EEI proposes clarifying the “implicit scope of NARA’s ‘CUI’ definition to better align it with underlying CUI designations.” The filing says, “This clarification will mitigate the risk of contract officers misreading the definition to apply the CMMC to information that does not, in fact, qualify as CUI. Doing so would require only slight modifications to the Proposed Rule’s ‘CUI’ definition.”
“Specifically, DOD should explicitly state that a law, regulation, or Governmentwide policy must authorize the government to direct nongovernment entities to safeguard information for it to be considered CUI under the CMMC Proposal. This change would ensure that contractors are subject to CUI controls only when explicitly mandated by the relevant policies, rather than when the safeguarding responsibility lies solely with the government,” the filing says.
EEI also urges DOD to “be mindful not to unintentionally disincentivize the use of CUI designations for private-public information sharing or otherwise encroach upon the jurisdiction of federal and state agencies who have historically regulated electric utility operations.”

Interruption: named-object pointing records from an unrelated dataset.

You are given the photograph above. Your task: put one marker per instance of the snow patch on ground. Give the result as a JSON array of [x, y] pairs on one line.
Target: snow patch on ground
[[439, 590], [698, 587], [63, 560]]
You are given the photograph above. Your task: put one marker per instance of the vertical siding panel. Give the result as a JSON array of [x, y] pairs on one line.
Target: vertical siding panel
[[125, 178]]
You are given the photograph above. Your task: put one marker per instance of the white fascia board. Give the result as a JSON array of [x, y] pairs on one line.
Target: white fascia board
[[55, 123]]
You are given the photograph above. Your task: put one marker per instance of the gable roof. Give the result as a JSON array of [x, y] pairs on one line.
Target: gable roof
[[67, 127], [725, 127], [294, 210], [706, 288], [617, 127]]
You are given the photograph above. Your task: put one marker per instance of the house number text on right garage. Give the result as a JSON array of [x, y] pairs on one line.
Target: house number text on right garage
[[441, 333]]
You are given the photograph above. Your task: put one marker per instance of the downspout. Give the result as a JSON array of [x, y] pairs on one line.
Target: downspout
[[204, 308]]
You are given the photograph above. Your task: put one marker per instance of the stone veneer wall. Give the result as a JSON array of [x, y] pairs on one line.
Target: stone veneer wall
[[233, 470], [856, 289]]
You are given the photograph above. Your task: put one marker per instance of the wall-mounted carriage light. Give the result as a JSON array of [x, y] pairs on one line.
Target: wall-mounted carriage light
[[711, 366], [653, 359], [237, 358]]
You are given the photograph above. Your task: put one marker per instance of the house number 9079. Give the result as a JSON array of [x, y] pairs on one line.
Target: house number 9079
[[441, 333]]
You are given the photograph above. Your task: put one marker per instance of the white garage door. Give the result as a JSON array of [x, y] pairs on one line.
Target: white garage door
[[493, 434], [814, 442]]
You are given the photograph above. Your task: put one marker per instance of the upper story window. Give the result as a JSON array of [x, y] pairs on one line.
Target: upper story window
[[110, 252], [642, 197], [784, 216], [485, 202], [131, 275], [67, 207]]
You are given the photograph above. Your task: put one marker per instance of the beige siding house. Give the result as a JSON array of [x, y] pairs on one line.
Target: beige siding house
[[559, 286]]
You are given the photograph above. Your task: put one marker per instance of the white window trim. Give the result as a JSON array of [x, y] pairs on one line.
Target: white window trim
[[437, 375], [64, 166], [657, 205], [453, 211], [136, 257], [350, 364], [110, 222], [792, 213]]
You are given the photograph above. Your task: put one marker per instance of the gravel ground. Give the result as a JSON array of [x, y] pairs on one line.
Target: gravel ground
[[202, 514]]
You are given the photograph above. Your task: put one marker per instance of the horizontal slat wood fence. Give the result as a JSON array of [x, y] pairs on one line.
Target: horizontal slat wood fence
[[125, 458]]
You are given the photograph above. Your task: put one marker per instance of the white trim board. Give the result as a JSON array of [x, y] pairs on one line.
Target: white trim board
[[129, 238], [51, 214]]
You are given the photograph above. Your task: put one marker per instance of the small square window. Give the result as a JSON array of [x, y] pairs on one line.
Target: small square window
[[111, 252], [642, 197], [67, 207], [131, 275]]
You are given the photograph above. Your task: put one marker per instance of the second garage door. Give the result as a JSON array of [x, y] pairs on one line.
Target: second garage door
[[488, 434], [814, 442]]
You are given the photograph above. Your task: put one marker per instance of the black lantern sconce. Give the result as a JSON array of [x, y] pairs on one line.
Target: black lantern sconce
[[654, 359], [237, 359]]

The trade association says electric companies are “constantly creating and processing sensitive information that aligns with multiple CUI designations, including Critical Energy Infrastructure Information, Protected Critical Infrastructure Information, and most ubiquitously, General Critical Infrastructure Information. Nevertheless, as detailed herein and in our CMMC Policy Proposal Comments, electric companies do not create CUI as part of the various services they provide to DOD.”
“Sensitive electric utility information instead often becomes CUI when submitted to the federal government. In this way, electric companies have a unique relationship with CUI, inverse to that of many other DOD contractors. Rather than receive sensitive information that the government expects a contractor to safeguard as CUI, electric companies far more often provide sensitive information that they expect the government to safeguard as CUI,” the filing says.
Alignment
DOD addresses alignment between the two CMMC rulemakings, explaining how some of the comments on the 32 CFR proposed rule were not addressed in program final rule because they applied to the acquisition rulemaking.
“The policies underlying CMMC 2.0 are inseparable from the contract clauses enforcing it. Regardless of the administrative complexity for DOD, the public would have been better served by a joint rulemaking combining the CMMC Policy Proposal and CMMC DFARS Proposal,” the filing says.
The filing says, “Continuing to bifurcate CMMC comment consideration exacerbates these challenges, undermining the public’s opportunity to ‘meaningfully inform DOD’s ultimate policy on the CMMC.’”
EEI adds, “We again encourage DOD to reflect upon all stakeholder concerns in whatever rulemaking ultimately implements CMMC 2.0, whether they are in comments submitted in response to the CMMC Policy Proposal or the CMMC DFARS Proposal.”